Morozov no tuvo más remedio que obedecer y se oyó el tintineo de su copa al chocar con la botella.
– ¿Ves tú? -siguió diciendo el otro como si cada una de las palabras que pronunciaba le hiciera sangrar la garganta-, no me importa haberme batido; no me importa haber cometido los peores delitos para dejarme escapar luego de las manos los resultados; nada de eso me importa si hubiéramos sido derrotados por un gran guerrero con el casco de acero, un dragón humano que echase fuego por la boca; pero es que hemos sido derrotados por un piojo, por un piojo rubio, grande, gordo, asqueroso. ¿Has visto un piojo alguna vez? Los rubios son los más gordos… La culpa es nuestra. En otro tiempo, los hombres obedecían a los rayos enviados por un dios; luego fueron mandados por una espada; ahora les manda un "Primus". En otro tiempo les dominaba la fe, luego les dominó el miedo, ahora les domina el hambre. Los hombres han llevado cadenas en el cuello, en las muñecas, en los tobillos. Pero ahora están encadenados por la barriga. Lo que sucede es que por la barriga no se coge a los héroes. La culpa es nuestra.
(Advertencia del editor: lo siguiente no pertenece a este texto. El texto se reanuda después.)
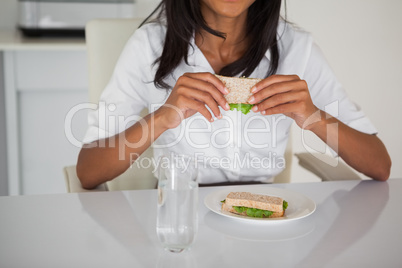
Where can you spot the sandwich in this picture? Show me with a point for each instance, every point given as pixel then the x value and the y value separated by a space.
pixel 254 205
pixel 239 92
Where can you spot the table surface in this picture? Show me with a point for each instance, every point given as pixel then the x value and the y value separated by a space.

– Pero, camarada, por el amor de Dios, ¿a qué viene todo esto?
– Queríamos construir un templo, ¡y si por lo menos hubiéramos logrado terminar una capilla! Pero no; ni siquiera hemos construido un garaje: hemos debido quedarnos con una cocina mugrienta, con unos fogones de segunda mano. Pusimos un caldero al fuego y lo llenamos de sangre y acero, bien mezclados y meneados. ¿Y qué hemos sacado de esta nueva mezcla? ¿Una nueva humanidad? ¿Unos hombres de granito? No. Sólo unos inmundos insectos que se arrastran por el suelo; unos seres sin nervio, ni forma, ni nada, que ni siquiera saben inclinarse humildemente para que les den latigazos. No; toman el látigo y se los dan ellos mismos. ¿Has estado alguna vez en alguna reunión de uno de nuestros círculos de actividades sociales? Deberías ir. Te interesaría. Aprenderías muchas cosas sobre el espíritu humano.